Reflect Veronica Lawson rsm9 November 2011 Today’s parable of the ten lamp-bearers, the five ‘wise’ and the five ‘foolish’ young women, leaves us with endless questions. The setting is a…

Reflect

Veronica Lawson rsm
9 November 2011

altToday’s parable of the ten lamp-bearers, the five ‘wise’ and the five ‘foolish’ young women, leaves us with endless questions. The setting is a wedding feast and yet there is no mention of a bride. The women are waiting for the bridegroom to return home. Where has he been? Why is he taking so long to come home?

From our limited knowledge of first-century marriage customs, it is likely that the bridegroom has gone to the home of his betrothed in order to bring her to his home.

The young women belong to his household. Are they slave women? Are they free? They are to be there to provide a welcoming light for the couple as they arrive for the wedding feast.

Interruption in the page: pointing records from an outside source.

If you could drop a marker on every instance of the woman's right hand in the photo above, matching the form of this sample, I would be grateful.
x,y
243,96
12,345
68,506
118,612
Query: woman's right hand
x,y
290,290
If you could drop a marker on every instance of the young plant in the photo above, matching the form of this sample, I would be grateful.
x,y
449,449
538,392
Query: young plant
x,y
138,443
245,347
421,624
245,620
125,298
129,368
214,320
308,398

The delay is such (until midnight) that they all fall asleep. Five of the women bring flasks of oil with their lamps: they are prepared for the unexpected. The other five are unprepared: their lamps ‘are going out’.

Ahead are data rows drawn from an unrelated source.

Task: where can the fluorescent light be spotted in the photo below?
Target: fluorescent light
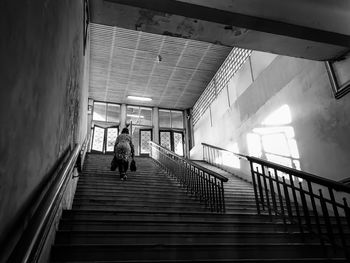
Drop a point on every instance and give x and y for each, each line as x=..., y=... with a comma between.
x=139, y=98
x=136, y=116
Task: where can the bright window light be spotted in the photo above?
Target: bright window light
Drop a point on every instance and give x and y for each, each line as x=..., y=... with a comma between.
x=139, y=98
x=281, y=116
x=136, y=116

The ‘wise’ are less than generous in response to the request of the ‘foolish’ for a share of their oil. They tell them to go to the merchants and buy their own oil.

Where would oil be available at midnight? In its original context, might this suggestion have raised a smile or an eyebrow at its foolishness, though coming from the ‘wise’?

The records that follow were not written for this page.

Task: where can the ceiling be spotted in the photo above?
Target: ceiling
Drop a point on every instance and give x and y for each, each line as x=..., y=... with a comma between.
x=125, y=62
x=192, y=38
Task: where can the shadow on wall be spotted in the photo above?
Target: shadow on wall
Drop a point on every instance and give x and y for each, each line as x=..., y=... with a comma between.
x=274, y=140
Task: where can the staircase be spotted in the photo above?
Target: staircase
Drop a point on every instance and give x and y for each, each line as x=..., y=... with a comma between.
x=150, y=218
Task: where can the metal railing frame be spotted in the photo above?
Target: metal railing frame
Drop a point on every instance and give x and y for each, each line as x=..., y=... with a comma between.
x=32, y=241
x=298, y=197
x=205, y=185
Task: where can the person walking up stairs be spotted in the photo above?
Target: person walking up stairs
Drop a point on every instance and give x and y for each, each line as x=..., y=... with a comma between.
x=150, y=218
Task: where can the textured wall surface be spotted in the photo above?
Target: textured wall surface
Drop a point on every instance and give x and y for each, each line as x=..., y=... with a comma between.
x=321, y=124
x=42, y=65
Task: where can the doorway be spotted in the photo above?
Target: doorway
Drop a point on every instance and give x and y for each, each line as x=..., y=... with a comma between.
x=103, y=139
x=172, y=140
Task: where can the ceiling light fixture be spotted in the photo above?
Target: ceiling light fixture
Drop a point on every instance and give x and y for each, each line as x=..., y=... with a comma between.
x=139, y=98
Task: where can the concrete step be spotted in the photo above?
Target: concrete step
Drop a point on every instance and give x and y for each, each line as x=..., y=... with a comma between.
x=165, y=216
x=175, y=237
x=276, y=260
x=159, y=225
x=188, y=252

And what of the bridegroom’s harsh refusal to admit the ‘foolish’ on their return, presumably with their lamps recharged with oil – or are we to understand that the merchants were closed for the night? His final advice about staying awake is strange in light of the fact that both wise and foolish had fallen asleep.

Maybe, as one scholar suggests, there are two parables here: the first about women who wait for the bridegroom and a wedding feast; the other about wisdom and foolishness, functioning as a corrective aimed at managing some ‘disruptive’ women in the Matthean community (Marie-Eloise Rosenblatt).

Whatever its origins and transmission history, the parable can speak to us in multiple ways. Matthew tends to draw sharp contrasts between the wise and the foolish. There are wise men and foolish men, wise women and foolish women.

In his Sermon on the Mount, a wise man who built his house on rock is compared with a foolish one who built on sand. Those who listen to the word are the wise who build on rock [Mt 7:24ff].

Women are invited to read as male in that instance, and men are invited to read as female in this. We can all be wise, just as we can all be foolish.

In real life, each of us is wise at times and foolish at other times. Each of us can benefit from the reminder to be prepared for all contingencies and to nourish our own inner resources so that we might be lamp-bearers for all who come our way.